Larry Bell is a renowned contemporary American artist, best known for his glass cubes and large-scale sculpture.

Born in Chicago in 1959 he mostly grew up in Los Angeles, where he studied at the Chouinard Art Institute (now part of CalArts), with the intention of becoming a Disney animator. It was at Chouinard where Bell was introduced to abstract art.

Bell is most associated with Light and Space, a West Coast art movement that focused on the perceptual experience that arose from the viewer's interaction with the work itself.

He moved to Venice Beach, following friends including Robert Irwin, Ken Price, and Craig Kauffman. Many recall Bell being the youngest artist on that scene.

His earliest pieces were paintings but soon he began incorporating shards of glass in these pieces which started to resemble cubist works in the angular geometric, three dimensional compositions.

The three-dimensional cases that followed were the natural progression for the artist, and from the shadow box pieces, Bell began to make the body of work he is most known for; cube sculptures on transparent pedestals.

Bell’s sculptures set the artist apart from his contemporaries and the Pace Gallery in New York soon offered him a solo show.

Bell’s surfaces work both as mirrors and windows, sometimes simultaneously. In his 2018 show at the Harwood Museum of Art - Hocus, Pocus & Focus - Bell returned to his roots after years of exploration and experimentation.

In his introduction to this show at the Harwood, Curator Gus Foster explained that “this was not a retrospective”, although it went way back through the archives of the artist’s work. But rather, Bell “sees his exhibitions as extensions of his studio”, inviting the viewer to participate in the process. A theme in his life work.

One walked into a collection of familiar Bell pieces made through the years – all of which are part of the Harwood’s collection. A collection of his mid-career Fragments unframed, hung on the back wall with three mylar mobiles suspended above them.

Exhibited in four of the Harwood’s galleries; three installations downstairs and one upstairs. In another, darkly lit space, three large smokey mirrored installations played with light to trick the eye.

A upstairs room was hung with the Church Studies (named for the former church/studio they were made in) and a selection of his extensive and important collection of guitars that rival any Rock Star’s.

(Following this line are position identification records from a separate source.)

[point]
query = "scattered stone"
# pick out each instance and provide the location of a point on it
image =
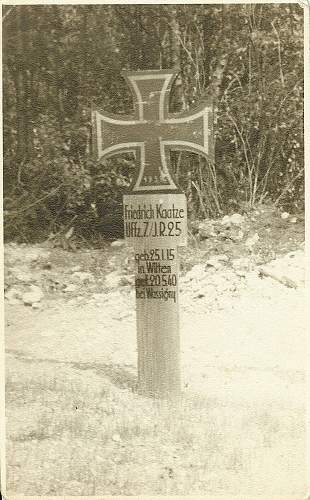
(35, 295)
(83, 276)
(127, 280)
(242, 263)
(214, 262)
(206, 230)
(251, 241)
(196, 272)
(36, 305)
(226, 220)
(22, 276)
(70, 288)
(75, 269)
(118, 243)
(13, 296)
(113, 279)
(47, 266)
(285, 215)
(240, 235)
(236, 219)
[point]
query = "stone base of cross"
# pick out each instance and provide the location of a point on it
(156, 225)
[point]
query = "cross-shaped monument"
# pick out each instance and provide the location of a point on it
(155, 217)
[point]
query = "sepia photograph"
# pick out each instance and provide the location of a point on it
(154, 297)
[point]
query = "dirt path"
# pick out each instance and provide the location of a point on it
(243, 377)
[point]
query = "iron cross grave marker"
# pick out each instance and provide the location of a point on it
(155, 215)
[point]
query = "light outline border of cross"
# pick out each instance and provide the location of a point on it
(202, 110)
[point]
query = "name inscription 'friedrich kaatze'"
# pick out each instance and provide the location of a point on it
(151, 212)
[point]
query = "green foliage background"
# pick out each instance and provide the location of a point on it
(58, 60)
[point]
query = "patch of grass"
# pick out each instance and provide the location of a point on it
(73, 432)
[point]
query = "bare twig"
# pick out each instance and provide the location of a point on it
(288, 186)
(17, 212)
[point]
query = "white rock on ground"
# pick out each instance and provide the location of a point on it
(35, 295)
(118, 243)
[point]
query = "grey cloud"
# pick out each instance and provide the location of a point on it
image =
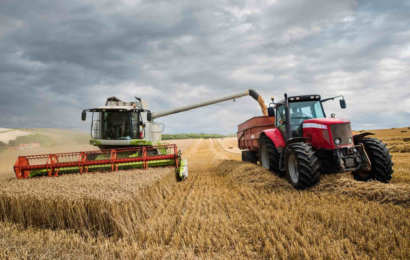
(59, 57)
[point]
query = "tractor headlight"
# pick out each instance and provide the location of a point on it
(338, 141)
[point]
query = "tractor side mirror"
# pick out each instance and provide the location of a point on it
(343, 103)
(271, 111)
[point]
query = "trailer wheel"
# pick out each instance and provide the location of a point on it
(249, 156)
(301, 165)
(380, 157)
(269, 156)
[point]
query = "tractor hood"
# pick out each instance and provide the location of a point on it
(328, 133)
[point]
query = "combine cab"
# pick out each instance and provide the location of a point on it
(298, 142)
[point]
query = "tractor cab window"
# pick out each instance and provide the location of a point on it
(116, 125)
(301, 111)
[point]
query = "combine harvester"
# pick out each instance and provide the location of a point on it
(298, 142)
(128, 138)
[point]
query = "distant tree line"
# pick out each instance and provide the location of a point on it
(194, 136)
(45, 141)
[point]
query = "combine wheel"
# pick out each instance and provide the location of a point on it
(380, 158)
(301, 165)
(269, 155)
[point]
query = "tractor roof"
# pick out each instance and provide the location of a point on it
(303, 98)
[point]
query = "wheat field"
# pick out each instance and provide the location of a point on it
(226, 209)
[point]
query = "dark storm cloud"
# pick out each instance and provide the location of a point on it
(59, 57)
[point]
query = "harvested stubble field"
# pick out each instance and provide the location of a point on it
(229, 209)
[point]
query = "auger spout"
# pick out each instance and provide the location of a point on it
(249, 92)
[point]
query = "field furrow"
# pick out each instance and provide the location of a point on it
(235, 210)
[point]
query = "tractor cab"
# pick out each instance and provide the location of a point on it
(301, 108)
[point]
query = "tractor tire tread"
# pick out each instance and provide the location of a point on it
(308, 165)
(380, 158)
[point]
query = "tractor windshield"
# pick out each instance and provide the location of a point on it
(301, 111)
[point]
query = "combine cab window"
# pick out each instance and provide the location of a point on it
(135, 125)
(116, 126)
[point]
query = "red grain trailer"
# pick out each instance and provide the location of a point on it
(248, 136)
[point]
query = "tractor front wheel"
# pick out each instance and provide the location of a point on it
(301, 165)
(380, 158)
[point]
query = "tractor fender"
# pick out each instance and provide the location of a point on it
(357, 137)
(276, 136)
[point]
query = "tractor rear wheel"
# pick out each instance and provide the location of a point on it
(302, 165)
(380, 158)
(269, 156)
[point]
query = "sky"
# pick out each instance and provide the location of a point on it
(60, 57)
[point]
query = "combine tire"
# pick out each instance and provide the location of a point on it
(380, 158)
(269, 156)
(301, 165)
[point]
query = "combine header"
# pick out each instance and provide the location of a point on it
(128, 138)
(99, 160)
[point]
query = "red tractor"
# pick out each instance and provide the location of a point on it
(298, 142)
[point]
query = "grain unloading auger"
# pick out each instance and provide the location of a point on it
(128, 138)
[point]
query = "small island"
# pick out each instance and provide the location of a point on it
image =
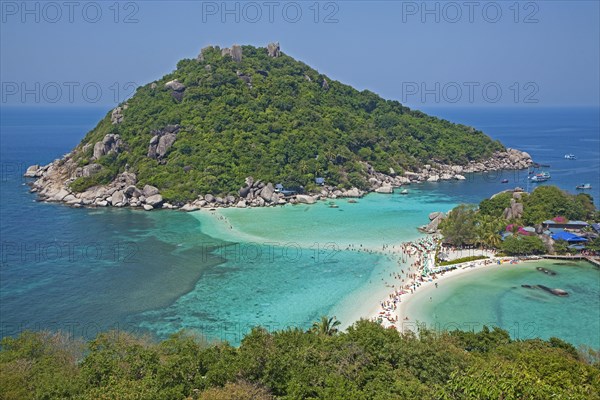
(230, 127)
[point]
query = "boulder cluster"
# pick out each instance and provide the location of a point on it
(111, 143)
(53, 181)
(116, 117)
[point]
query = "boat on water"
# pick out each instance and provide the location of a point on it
(546, 271)
(541, 177)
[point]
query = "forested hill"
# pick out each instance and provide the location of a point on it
(246, 111)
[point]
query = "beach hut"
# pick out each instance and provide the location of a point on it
(569, 237)
(568, 225)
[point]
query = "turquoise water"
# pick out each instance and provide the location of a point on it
(86, 270)
(288, 265)
(494, 297)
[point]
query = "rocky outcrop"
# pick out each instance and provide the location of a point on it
(385, 188)
(235, 52)
(257, 193)
(273, 49)
(162, 141)
(32, 171)
(175, 86)
(111, 143)
(246, 78)
(514, 211)
(116, 117)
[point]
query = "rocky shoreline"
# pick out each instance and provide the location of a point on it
(53, 180)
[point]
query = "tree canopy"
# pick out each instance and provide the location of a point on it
(273, 118)
(366, 361)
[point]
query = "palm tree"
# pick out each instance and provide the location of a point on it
(327, 326)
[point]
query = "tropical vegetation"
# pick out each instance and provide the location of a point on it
(273, 118)
(483, 225)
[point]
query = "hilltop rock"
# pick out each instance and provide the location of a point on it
(204, 50)
(116, 117)
(175, 85)
(111, 143)
(235, 52)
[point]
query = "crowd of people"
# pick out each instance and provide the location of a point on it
(416, 260)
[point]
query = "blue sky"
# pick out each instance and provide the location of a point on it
(424, 54)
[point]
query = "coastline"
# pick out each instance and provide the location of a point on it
(409, 301)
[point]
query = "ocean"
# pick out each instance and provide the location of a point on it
(218, 274)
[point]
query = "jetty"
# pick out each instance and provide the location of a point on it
(592, 260)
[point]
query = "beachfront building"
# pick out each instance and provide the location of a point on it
(549, 224)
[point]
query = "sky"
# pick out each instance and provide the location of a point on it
(423, 54)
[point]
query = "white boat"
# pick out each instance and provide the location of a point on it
(541, 177)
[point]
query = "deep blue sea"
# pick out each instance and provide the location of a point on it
(86, 270)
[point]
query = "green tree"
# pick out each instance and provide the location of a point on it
(326, 326)
(459, 228)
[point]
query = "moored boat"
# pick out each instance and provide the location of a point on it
(541, 177)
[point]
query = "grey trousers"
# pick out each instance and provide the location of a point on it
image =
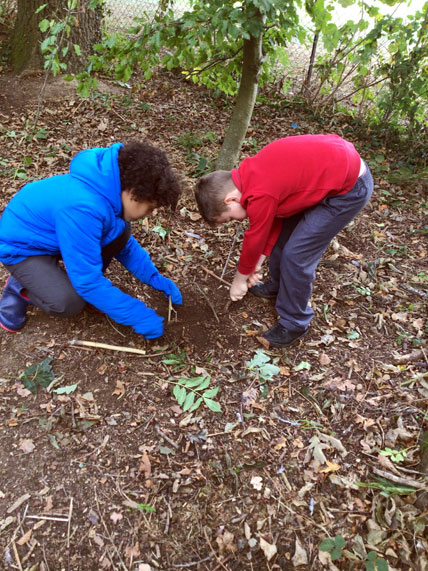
(47, 284)
(304, 238)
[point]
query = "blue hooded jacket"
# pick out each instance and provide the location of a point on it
(75, 215)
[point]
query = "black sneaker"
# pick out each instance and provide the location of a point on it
(267, 290)
(279, 336)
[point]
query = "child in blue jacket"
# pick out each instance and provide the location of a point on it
(83, 218)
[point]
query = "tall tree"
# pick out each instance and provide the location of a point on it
(55, 33)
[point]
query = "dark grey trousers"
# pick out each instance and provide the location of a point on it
(47, 284)
(304, 238)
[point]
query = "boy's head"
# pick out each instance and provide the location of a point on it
(218, 198)
(147, 176)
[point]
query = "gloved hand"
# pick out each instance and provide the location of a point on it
(151, 326)
(167, 286)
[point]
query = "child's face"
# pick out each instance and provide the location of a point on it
(133, 209)
(234, 211)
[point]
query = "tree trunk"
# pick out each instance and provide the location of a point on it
(85, 31)
(245, 100)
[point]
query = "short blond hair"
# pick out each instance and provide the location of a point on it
(210, 192)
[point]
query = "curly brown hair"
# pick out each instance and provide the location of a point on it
(146, 171)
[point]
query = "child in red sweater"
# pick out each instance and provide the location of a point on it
(298, 193)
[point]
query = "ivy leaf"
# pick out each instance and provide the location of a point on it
(180, 394)
(213, 405)
(66, 390)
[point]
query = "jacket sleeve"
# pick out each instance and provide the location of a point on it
(79, 233)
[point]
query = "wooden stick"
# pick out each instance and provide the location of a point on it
(105, 346)
(215, 276)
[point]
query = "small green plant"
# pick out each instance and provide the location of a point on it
(178, 361)
(387, 488)
(190, 393)
(38, 374)
(375, 563)
(333, 546)
(146, 508)
(395, 455)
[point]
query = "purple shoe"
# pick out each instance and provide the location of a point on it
(13, 306)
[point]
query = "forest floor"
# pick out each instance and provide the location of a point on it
(102, 469)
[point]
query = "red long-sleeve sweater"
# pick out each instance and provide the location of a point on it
(286, 177)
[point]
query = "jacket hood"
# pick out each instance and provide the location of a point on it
(99, 169)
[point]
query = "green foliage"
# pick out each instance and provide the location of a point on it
(261, 367)
(389, 87)
(190, 393)
(333, 546)
(38, 374)
(160, 230)
(205, 43)
(395, 455)
(147, 508)
(375, 563)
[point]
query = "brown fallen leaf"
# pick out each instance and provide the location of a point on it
(115, 517)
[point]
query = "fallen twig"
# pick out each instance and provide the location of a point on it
(192, 563)
(108, 534)
(105, 346)
(414, 290)
(215, 276)
(209, 303)
(398, 479)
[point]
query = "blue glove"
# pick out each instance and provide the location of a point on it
(168, 287)
(151, 326)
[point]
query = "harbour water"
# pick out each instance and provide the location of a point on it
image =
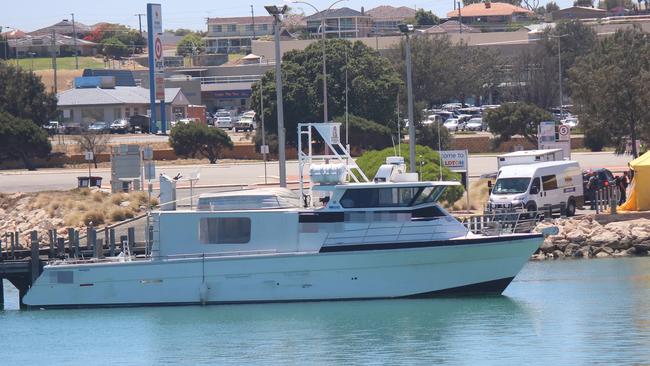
(569, 312)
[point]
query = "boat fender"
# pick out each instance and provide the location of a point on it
(203, 293)
(551, 230)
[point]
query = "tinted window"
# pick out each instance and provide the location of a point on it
(378, 197)
(549, 182)
(225, 230)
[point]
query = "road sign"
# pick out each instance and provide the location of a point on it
(564, 133)
(455, 160)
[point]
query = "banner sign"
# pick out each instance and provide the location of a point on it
(455, 160)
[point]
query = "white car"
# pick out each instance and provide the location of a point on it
(224, 122)
(570, 121)
(452, 124)
(474, 124)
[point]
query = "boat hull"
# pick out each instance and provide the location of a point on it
(404, 270)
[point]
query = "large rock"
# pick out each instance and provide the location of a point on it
(576, 236)
(570, 249)
(603, 237)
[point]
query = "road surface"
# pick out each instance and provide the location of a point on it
(244, 173)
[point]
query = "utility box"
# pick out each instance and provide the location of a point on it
(126, 168)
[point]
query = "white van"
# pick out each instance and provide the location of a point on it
(533, 186)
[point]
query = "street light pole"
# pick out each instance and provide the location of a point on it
(277, 13)
(407, 29)
(559, 70)
(74, 39)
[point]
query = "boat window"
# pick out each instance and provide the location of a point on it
(225, 230)
(549, 182)
(511, 185)
(378, 197)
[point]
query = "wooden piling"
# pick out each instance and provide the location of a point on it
(99, 248)
(111, 240)
(60, 248)
(131, 234)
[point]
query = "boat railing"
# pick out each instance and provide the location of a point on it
(502, 222)
(493, 224)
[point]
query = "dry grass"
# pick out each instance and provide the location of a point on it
(80, 207)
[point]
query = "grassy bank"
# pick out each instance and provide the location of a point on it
(62, 63)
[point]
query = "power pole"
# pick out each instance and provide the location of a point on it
(253, 18)
(74, 39)
(140, 21)
(53, 45)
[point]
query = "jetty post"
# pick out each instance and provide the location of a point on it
(35, 262)
(111, 240)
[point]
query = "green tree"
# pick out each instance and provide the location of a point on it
(21, 139)
(197, 139)
(610, 88)
(372, 85)
(23, 95)
(370, 162)
(552, 6)
(444, 71)
(512, 119)
(365, 134)
(427, 135)
(426, 17)
(191, 44)
(113, 47)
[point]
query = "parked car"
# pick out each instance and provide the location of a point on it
(139, 123)
(224, 122)
(120, 126)
(99, 127)
(245, 123)
(452, 124)
(475, 124)
(53, 128)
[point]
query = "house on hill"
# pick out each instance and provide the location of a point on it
(491, 16)
(385, 18)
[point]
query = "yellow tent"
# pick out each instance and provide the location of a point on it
(639, 199)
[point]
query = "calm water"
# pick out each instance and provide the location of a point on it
(565, 312)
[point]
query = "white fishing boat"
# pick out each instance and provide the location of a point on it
(388, 238)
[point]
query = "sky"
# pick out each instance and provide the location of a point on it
(29, 15)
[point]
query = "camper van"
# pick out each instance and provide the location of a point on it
(529, 156)
(532, 186)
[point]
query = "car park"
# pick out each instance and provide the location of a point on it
(99, 127)
(120, 126)
(475, 124)
(245, 123)
(452, 124)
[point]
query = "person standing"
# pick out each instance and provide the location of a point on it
(623, 183)
(592, 186)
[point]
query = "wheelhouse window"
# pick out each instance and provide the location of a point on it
(225, 230)
(379, 197)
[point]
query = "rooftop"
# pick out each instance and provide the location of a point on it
(336, 13)
(387, 12)
(117, 95)
(489, 9)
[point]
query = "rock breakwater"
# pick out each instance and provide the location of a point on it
(585, 237)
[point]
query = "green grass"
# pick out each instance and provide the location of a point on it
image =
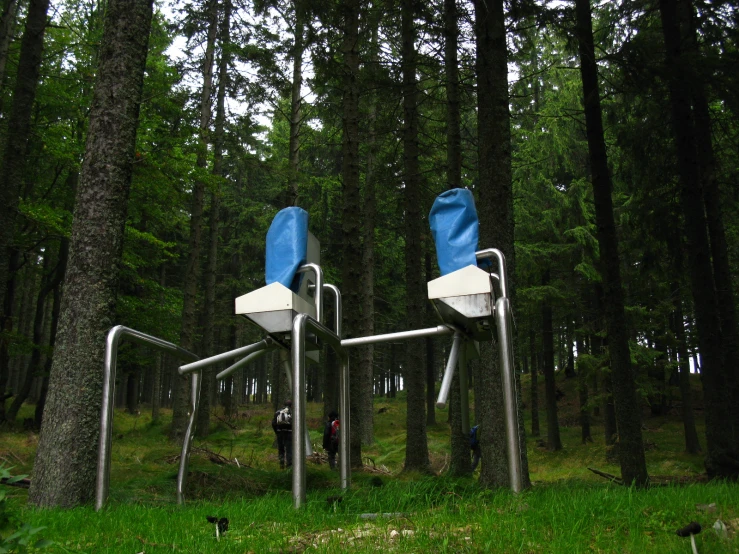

In the center of the space, two of his Art Deco chairs (the artist occasionally designs furniture ),sat next to each other facing in opposite directions - playing with duality, shadow and light - the cubist in the process of seeing.

Bell is one of the faces on the cover (taken by his friend and long time Taos resident, Dennis Hopper) of Sgt. Pepper's Lonely Hearts Club Band, the iconic 1967 Beatles’ album. His face is pasted into the third row

He has received important grants from, among others, the National Endowment for the Arts and the Guggenheim Foundation and his work is included in many important international and national collections and cultural institutions.,

Bell has lived and worked in Taos for most of his career, while maintaining a studio in Venice. He was the recipient of the 1990 New Mexico Governor's Awards for Excellence in the Arts

When we visited him at his Taos Annex recently Bell was still recovering from a sudden bout of illness but seemed to be on the mend. We had gone there to ask Bell which artists working in Taos, were on his short list.

He responded generously. “Oh the first thing you’ve got to do,” he said, “is see them in their studios. That’s where you’ll see their best work.”

We questioned that in light of the fact we were interviewing him for the Gallery Guide.

“Just ask the gallery’s to arrange the visits and it will be fine.” He assured us, as he led us through the “guitar room.” the vast space hung salon style presently with all of his guitars. A collection began as a boy who had a hearing problem, when he discovered he could hear, and play, twelve-string guitars.

Across a short alleyway, sits Bell’s own studio; his laboratory, complete with a huge tank which is his secret weapon in assisting him get the surfaces that are his signature.

When Bell first saw the former commercial laundry facility, it was in ruins.

“­The roof was caving in. It was a total mess,” he says, “but there were four walls and it was cheap.”

When we entered the work space, we were greeted by geometric pieces of colored glass, some were built into cubes - prototypes for much larger sculptures - like the ones at the Harwood, but in living color.

He had just returned from a show in NYC at Hauser & Wirth, where he had taken over the ground floor of its Chelsea location for “Still Standing”, an exhibit of three Standing Walls, scale models for other freestanding pieces, and three new cubes in a show filled with glorious color.

The crazy mylar mobiles were catching the last rays of afternoon light as we asked Bell whom we should visit next.

“Oh there are some great artists to see here in Taos.” He exclaimed. “Tom Dixon, Marcia Oliver, they both make interesting work.” He said, citing two of Taos’ most important, post Taos Modern moderns - each continuing in the footsteps of, and building on the legacy of Agnes Martin, with their abstractions and other worldly sight.

We ask about two of the artists we have already visited and he says he has bought work from each of them. Smiling, he asked, “did you see their studios?”